Oleh: Alja Yusnadi
Beberapa hari yang lalu, di saat saya menulis “Juru” di aljaysunadi.com ini, pikiran saya menuju H. Harmoko. Sebab, mengulas perihal juru bicara, tidak lengkap kalau tidak mengikut sertakan mantan Ketua MPR/DPR itu.
Bukan alang-kepalang, Harmoko menjadi Mentri Penerangan—Menpen– hampir 15 tahun. Penguasa Orde baru menempatkan jubir di posisi penting, sama pentingnya seperti urusan sosial, urusan pemuda dan olahraga, urusan membuat jalan dan jembatan, urusan kesehatan, dan seterusnya. Sama-sama dipimpin pejabat setingkat Mentri.
Beda dengan era setelah reformasi, jubir presiden hanya setingkat tenaga ahli di kantor Kepala Staf Presiden. Perannya pun tidak begitu signifikan. Karena, Kementrian—terutama yang sering mendapat atensi publik—dan lembaga negara lain juga juga memiliki jubir tersendiri.
Informasi, apalagi di era digital ini tidak lagi terpusat pada satu lembaga. Mungkin, karena itu juga peran jubir ini harus disesuaikan dengan perkembangan zaman.
Kalau dulu, Harmoko akan selalu tampil di TVRI untuk menjelaskan sesuatu perkara yang menyangkut pemerintah. Kalimatnya yang paling tersohor adalah “menurut arahan bapak presiden.” Harmoko menjalankan tugasnya dengan baik. Apapun yang diucapkannya, tidak lepas dari arahan orang yang “diwakilinya”.
Walaupun dengan guyon, kalimat itulah yang sudah berpuluh-puluh tahun berlalu, masih saya ingat, dengan gaya khas Harmoko.
Sebenarnya, untuk menjadi Menpen, Harmoko memiliki rekam jejak yang sangat baik. Dia sudah bergelut dengan dunia jurnalistik, pernah menjadi wartawan di beberapa media, pernah memimpin redaksi media, sampai menjadi orang nomor satu di Persatuan Wartawan Indonesia (PWI).
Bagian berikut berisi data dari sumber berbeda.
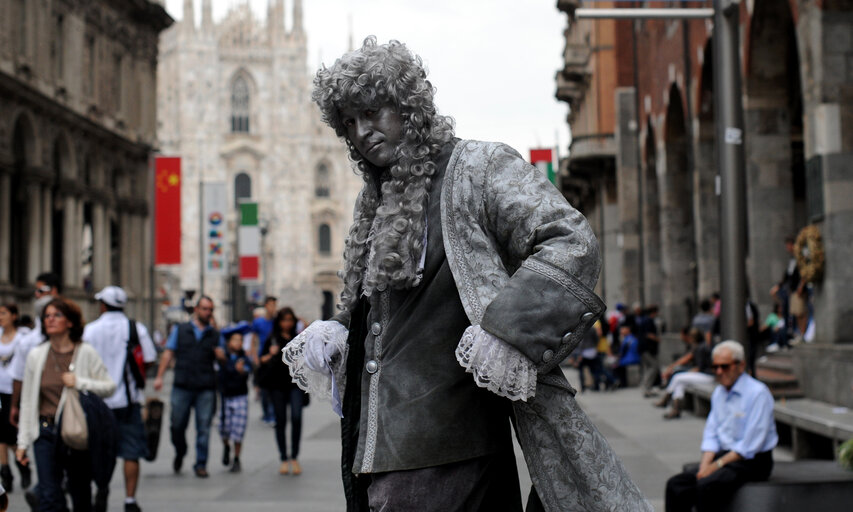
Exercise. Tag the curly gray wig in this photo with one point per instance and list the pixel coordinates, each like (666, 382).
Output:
(386, 238)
Saya tidak mengenal Harmoko secara dekat. Namun, diantara Mentri-mentri Kabinet Pembangunan, Harmoko lah yang paling sering muncul di TVRI. Waktu itu, secara rutin, saya “diwajibkan” untuk menonton televisi milik pemerintah itu, terutama pada jam-jam tertentu yang ada beritanya. Yang masih saya ingat, siaran Dunia Dalam Berita.
Mungkin, karena kebiasan yang diturunkan oleh ayah saya itu, saya bisa dengan lancar menyebut satu-persatu nama-nama Mentri, dan yang paling mudah itu, ya, Harmoko. Selain namanya pendek dan tidak njelimet juga karena sering tampil di TVRI.
Hal lain, hasil kerja Harmoko yang masih membekas dalam ingatan adalah Kelempencapir. Sebuah program dialog Presiden Harto dengan Petani, di tengah sawah. Program ini didesain untuk menggambarkan, betapa dekatnya Presiden Harto dengan Petani, Nelayan dan masyarakat kecil.
Di sisi lain, posisi Menpen juga tidak membuat pers jadi lebih baik, lebih bebas. Memang, pada saat itu, kebebasan media dikekang. Media dituntut untuk mendukung program pembangunan. Pemerintah—yang ada Menpen di dalamnya—melarang media membuat pemberitaan yang menyudutkan pemerintah, dalihnya macam-macam. Coba saja ada media yang memuat karikatur Pinokio atau meme untuk Presiden, selesailah nasib media itu, dicabut izinnya.
Harmoko, bisa dikatakan produk organik Orde Baru. Dalam beberapa periode politik, dirinya ikut ambil bagian. Mulai menjadi Mentri, menjadi Ketua Umum Golongan Karya, hingga menjadi Ketua DPR/MPR RI.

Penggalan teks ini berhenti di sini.